Autism affects an estimated 1 in 54 children annually, which represents a 10% increase over 2014.
All this month we celebrate and shine a light on all individuals with ASD and their families for the beauty and light they bring into our world. We welcome guest author Nicole Gorman, M.Ed. from the Alyssa Burnett Adult Life Center.
In April of every year, I prepare to celebrate the United Nation’s recognition of World Autism Awareness Day or I prepare to deliver an article or a presentation on Autism. I suppose this year is no different in that regard; although my approach to these April tasks seems oddly changed by the last pandemic year that we have all endured. In doing a little research, just in the last few weeks, it appears that the climate of our world is starting to become more hopeful. The approval of a 3rd COVID-19 vaccine with high efficacy, the passing of a Stimulus Package that will help many recover from the pandemic, the decreasing COVID-19 cases, the increasing vaccination schedule, and the commitment from educators to strategize a safe return to the classroom has painted a much nicer picture for the months ahead. And the glorious PNW sun – shining on us when we need it the most – after this year of uncertainty.
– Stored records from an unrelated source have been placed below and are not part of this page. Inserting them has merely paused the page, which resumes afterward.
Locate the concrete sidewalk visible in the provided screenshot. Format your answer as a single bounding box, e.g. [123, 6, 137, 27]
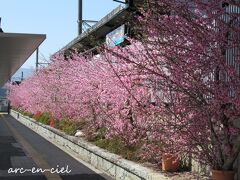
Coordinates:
[0, 114, 111, 180]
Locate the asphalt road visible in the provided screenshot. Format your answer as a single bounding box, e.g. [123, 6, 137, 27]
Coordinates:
[0, 114, 111, 180]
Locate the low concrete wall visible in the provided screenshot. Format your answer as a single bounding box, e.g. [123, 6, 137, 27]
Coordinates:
[10, 110, 170, 180]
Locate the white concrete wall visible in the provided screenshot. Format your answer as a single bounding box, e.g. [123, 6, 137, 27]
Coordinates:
[11, 110, 170, 180]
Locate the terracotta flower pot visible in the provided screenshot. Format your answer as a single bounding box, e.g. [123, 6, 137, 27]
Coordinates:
[212, 170, 234, 180]
[162, 154, 180, 172]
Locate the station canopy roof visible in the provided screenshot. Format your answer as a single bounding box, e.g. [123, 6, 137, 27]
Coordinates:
[0, 33, 46, 87]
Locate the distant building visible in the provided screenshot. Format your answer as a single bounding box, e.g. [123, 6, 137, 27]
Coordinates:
[56, 0, 143, 55]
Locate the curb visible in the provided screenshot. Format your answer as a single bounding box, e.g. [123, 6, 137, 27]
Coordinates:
[10, 110, 170, 180]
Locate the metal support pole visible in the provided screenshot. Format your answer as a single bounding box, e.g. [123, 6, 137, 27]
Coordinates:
[0, 17, 3, 33]
[78, 0, 83, 35]
[21, 71, 23, 81]
[36, 48, 39, 71]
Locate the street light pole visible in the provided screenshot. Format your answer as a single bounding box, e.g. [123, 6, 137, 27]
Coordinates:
[36, 48, 39, 71]
[78, 0, 83, 35]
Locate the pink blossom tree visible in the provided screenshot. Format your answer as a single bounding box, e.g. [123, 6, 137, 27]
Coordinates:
[106, 0, 240, 170]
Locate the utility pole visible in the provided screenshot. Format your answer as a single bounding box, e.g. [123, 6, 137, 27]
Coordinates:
[78, 0, 83, 35]
[21, 71, 23, 82]
[0, 17, 3, 33]
[36, 48, 39, 71]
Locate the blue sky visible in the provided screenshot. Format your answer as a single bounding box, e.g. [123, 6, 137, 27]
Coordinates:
[0, 0, 120, 68]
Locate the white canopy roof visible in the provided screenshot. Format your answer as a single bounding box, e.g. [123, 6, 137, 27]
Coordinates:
[0, 33, 46, 87]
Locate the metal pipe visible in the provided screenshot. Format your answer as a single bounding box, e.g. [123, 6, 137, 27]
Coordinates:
[36, 48, 39, 71]
[78, 0, 83, 35]
[0, 17, 3, 33]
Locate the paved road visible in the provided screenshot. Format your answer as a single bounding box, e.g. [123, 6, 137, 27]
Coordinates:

When the pandemic barreled down on us last spring, I was in the final months of my field work hours at the Adult Life Center. My son with autism was approaching his 8th grade graduation and we were preparing to celebrate with a summertime Alaskan cruise. I suppose I don’t really have to tell you that – EVERYTHING CHANGED WITH THE PANDEMIC. Over this last year, on multiple occasions, I have been reminded of those first years after my son was diagnosed with autism. The rapid changing pace of things, the confusion around protocols, the fear around health and safety – all brought back a flood of memories of those initial months when the learning curve for a newly diagnosed family is steep. This past year also reminded me of what I learned all those years ago during that unique time.
I learned how to set new expectations. I set out each day, when my son was little, with ONE goal to accomplish. Some days, that goal was simply to get a shower or to have a hot meal. Some days, I paid bills or attempted a visit to the grocery store. On one glorious day, I put a wallpaper border up in the bathroom. I set only one goal each day so that I could manage the unpredictability of my son’s behavior and still feel like I accomplished something. I found no use in attempting multiple things a day and then being forced to abort them when the gardeners arrived early with loud machines or the lady in the grocery store with us had filled the aisle with the smell of her perfume.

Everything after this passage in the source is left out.